We intentionally made this change for maintenance2, to allow for pop-free points and lines. Point clipping behavior is queriable but line clipping behavior is not, though I believe the "preferred" behavior for lines is to be pop-free. We changed the NVIDIA driver last year from tight clipping to pop-free, and even changed CTS tests to allow this new behavior. So this is all working as designed.

Old answer:

The viewport defines a transformation from normalized device coordinates to window coordinates. The viewport transformation does not do any clipping.

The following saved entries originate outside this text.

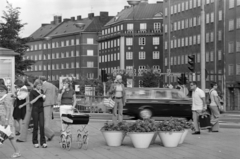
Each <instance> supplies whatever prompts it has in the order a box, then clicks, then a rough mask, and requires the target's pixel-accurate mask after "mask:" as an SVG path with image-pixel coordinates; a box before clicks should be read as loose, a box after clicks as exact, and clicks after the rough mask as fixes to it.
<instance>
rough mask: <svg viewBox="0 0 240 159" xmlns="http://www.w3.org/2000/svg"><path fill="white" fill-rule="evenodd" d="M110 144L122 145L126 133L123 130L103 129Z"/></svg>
mask: <svg viewBox="0 0 240 159" xmlns="http://www.w3.org/2000/svg"><path fill="white" fill-rule="evenodd" d="M102 134H103V137H104V138H105V141H106V142H107V145H108V146H121V144H122V141H123V139H124V137H125V135H126V133H124V132H122V131H102Z"/></svg>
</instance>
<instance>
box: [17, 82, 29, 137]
mask: <svg viewBox="0 0 240 159" xmlns="http://www.w3.org/2000/svg"><path fill="white" fill-rule="evenodd" d="M14 84H15V86H16V94H15V96H16V100H15V104H14V105H15V107H14V111H13V118H14V120H15V124H16V125H15V127H18V129H16V135H20V131H21V126H22V122H23V120H24V118H25V115H26V110H27V108H26V107H22V108H19V106H20V105H22V104H24V103H26V102H27V101H28V100H29V98H28V97H29V93H28V89H27V87H26V86H25V85H24V82H23V81H22V80H20V79H17V80H16V81H15V82H14Z"/></svg>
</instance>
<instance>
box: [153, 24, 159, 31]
mask: <svg viewBox="0 0 240 159" xmlns="http://www.w3.org/2000/svg"><path fill="white" fill-rule="evenodd" d="M153 28H154V30H160V29H161V23H154V24H153Z"/></svg>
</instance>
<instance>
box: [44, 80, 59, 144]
mask: <svg viewBox="0 0 240 159" xmlns="http://www.w3.org/2000/svg"><path fill="white" fill-rule="evenodd" d="M40 80H41V81H43V85H42V89H43V92H44V94H45V95H46V99H45V101H44V103H43V107H44V131H45V135H46V137H47V138H48V141H51V140H52V138H53V137H54V131H53V130H52V129H51V128H50V123H51V120H52V113H53V105H55V104H56V102H57V96H58V88H57V87H56V86H54V85H53V84H52V83H49V82H47V81H46V77H44V76H41V77H40Z"/></svg>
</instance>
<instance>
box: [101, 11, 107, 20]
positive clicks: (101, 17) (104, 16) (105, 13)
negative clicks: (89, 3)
mask: <svg viewBox="0 0 240 159" xmlns="http://www.w3.org/2000/svg"><path fill="white" fill-rule="evenodd" d="M107 17H108V12H100V19H106V18H107Z"/></svg>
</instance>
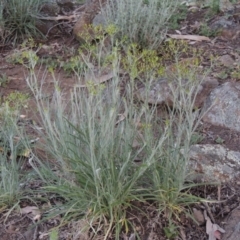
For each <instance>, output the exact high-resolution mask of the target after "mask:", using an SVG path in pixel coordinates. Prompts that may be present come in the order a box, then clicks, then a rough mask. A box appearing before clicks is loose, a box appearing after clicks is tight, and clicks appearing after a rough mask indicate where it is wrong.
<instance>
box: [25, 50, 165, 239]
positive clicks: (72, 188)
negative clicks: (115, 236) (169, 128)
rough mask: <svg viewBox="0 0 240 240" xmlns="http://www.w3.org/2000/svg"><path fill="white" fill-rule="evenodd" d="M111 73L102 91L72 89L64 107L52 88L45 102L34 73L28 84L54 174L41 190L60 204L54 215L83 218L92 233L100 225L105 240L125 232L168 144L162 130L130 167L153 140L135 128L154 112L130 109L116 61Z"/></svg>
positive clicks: (91, 85) (95, 86) (101, 90)
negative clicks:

However, the clipping does happen before NDC space, the view frustum clipping does guarantee that no vertex can fall outside the viewport. And if you are using orthogonal projection, clip space and NDC space are the same. So everything outside [-1,1] will be clipped. And if you are not doing any of the special cases the opengl link talks about the vertices should be clipped.

If two of your graphics cards draws inside the viewport and one outside, it's probably a driver bug. If you are using Vulkan, which is fairly new, that is most likely the case.

Edit: My answer below is technically correct but not useful. The viewport transform itself doesn't define a clip volume or scissor. But because of clipping to the view frustum ([-w,+w] for x and y, [0,+w] for z), all the (x,y) values entering the viewport transform will be in [-1,1], and will not be transformed to fall outside of the rectangle that defined the viewport.

Like in GL, the viewport only defines a transform from normalized device coordinates to framebuffer coordinates. The transform is based on the width/height/depth/origin of the viewport volume, but that volume doesn't define a clipping volume. The math is described in section 23.5 Controlling the Viewport .

In Vulkan you can also specify a scissor rectangle in framebuffer coordinates for each viewport, in VkPipelineViewportStateCreateInfo:: pScissors or vkCmdSetScissor . Pixels outside this rectangle are dropped. But you have to set the scissor rectangle yourself, and it doesn't have to match the viewport volume.